Optimizing MongoDB Query Performance with Indexing
Introduction
Indexing is a powerful way to improve the performance of your MongoDB queries. Without indexes, MongoDB must scan every document in a collection to find the ones that match the query, which can be slow. In this blog, we will create an index on a field, analyze the query performance before and after indexing, and see how much improvement it provides.
Prerequisites
- Basic understanding of MongoDB.
- MongoDB installed on your machine or access to a cloud service like MongoDB Atlas.
Step 1: Create a MongoDB Collection and Insert Documents
We’ll start by creating a collection called users
and inserting some sample documents to work with.
Inserting Sample Documents
db.users.insertMany([
{ name: "Alice", age: 28, city: "New York" },
{ name: "Bob", age: 34, city: "Los Angeles" },
{ name: "Charlie", age: 22, city: "Chicago" },
{ name: "Diana", age: 29, city: "New York" },
{ name: "Ethan", age: 42, city: "Los Angeles" },
{ name: "Frank", age: 30, city: "San Francisco" },
{ name: "George", age: 38, city: "Austin" }
]);
Step 2: Measure Query Performance Before Indexing
Let’s start by measuring the query performance before creating an index. We’ll use the explain()
method to get query execution stats.
Query Example
Let’s run a query to find all users whose age is 30 or more.
db.users.find({ age: { $gte: 30 } }).explain("executionStats")
This will return a detailed execution plan. Look for the following in the output:
- Total Documents Examined: This shows how many documents MongoDB had to scan.
- Execution Time: This gives the total time it took to execute the query.
Example Output Before Indexing
{
"executionStats": {
"nReturned": 3,
"totalDocsExamined": 7,
"executionTimeMillis": 2
}
}
Here, MongoDB had to examine all 7 documents to return the 3 that matched our query, and it took 2 milliseconds.
Step 3: Create an Index on the Age Field
To improve query performance, let’s create an index on the age
field.
Create Index
db.users.createIndex({ age: 1 })
This command creates an ascending index on the age
field. The 1
indicates ascending order. You could also create a descending index by using -1
.
Step 4: Measure Query Performance After Indexing
Now, let’s run the same query again and measure the performance after the index is created.
Query After Indexing
db.users.find({ age: { $gte: 30 } }).explain("executionStats")

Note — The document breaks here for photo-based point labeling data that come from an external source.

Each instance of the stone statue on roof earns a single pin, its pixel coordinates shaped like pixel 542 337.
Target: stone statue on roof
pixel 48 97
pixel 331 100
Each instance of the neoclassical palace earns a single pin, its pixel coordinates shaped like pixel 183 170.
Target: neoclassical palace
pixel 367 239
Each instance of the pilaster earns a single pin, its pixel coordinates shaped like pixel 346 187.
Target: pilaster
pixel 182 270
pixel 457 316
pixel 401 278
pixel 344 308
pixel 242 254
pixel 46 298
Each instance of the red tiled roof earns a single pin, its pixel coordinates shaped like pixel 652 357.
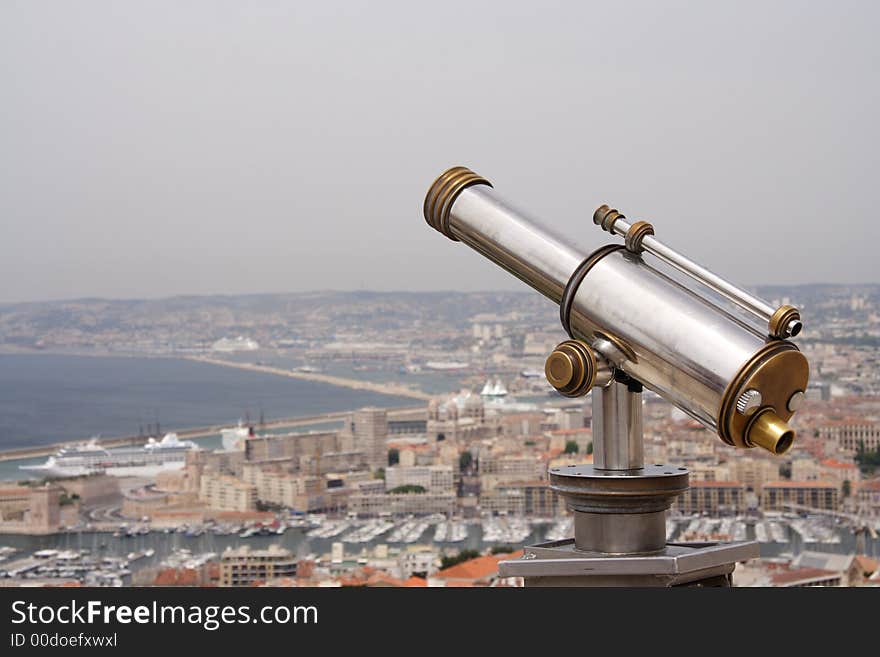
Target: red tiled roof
pixel 867 564
pixel 800 574
pixel 475 569
pixel 832 463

Example Output After Indexing
{
"executionStats": {
"nReturned": 3,
"totalDocsExamined": 3,
"executionTimeMillis": 0
}
}
After indexing, MongoDB examined only 3 documents (those that matched the age >= 30
condition) and executed the query in 0 milliseconds! This is a significant improvement over the previous scan of all 7 documents.

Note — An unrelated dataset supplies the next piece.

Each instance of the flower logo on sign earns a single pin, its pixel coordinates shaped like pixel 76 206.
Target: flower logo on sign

Step 5: Verifying the Index
To verify that the index has been created, you can list all indexes on the users
collection using the getIndexes()
method:
db.users.getIndexes()
This will display all the indexes, including the one we created on the age
field.
Example Output
[
{
"v": 2,
"key": { "_id": 1 },
"name": "_id_",
"ns": "my_database.users"
},
{
"v": 2,
"key": { "age": 1 },
"name": "age_1",
"ns": "my_database.users"
}
]
You can see that an index named "age_1"
has been created on the age
field.
Conclusion
In this blog post, we explored how to create an index in MongoDB to improve query performance. We demonstrated the significant improvement in query execution time after indexing the age
field. Indexes are a powerful tool in MongoDB, especially when dealing with large datasets, as they reduce the number of documents MongoDB needs to scan to find matching documents.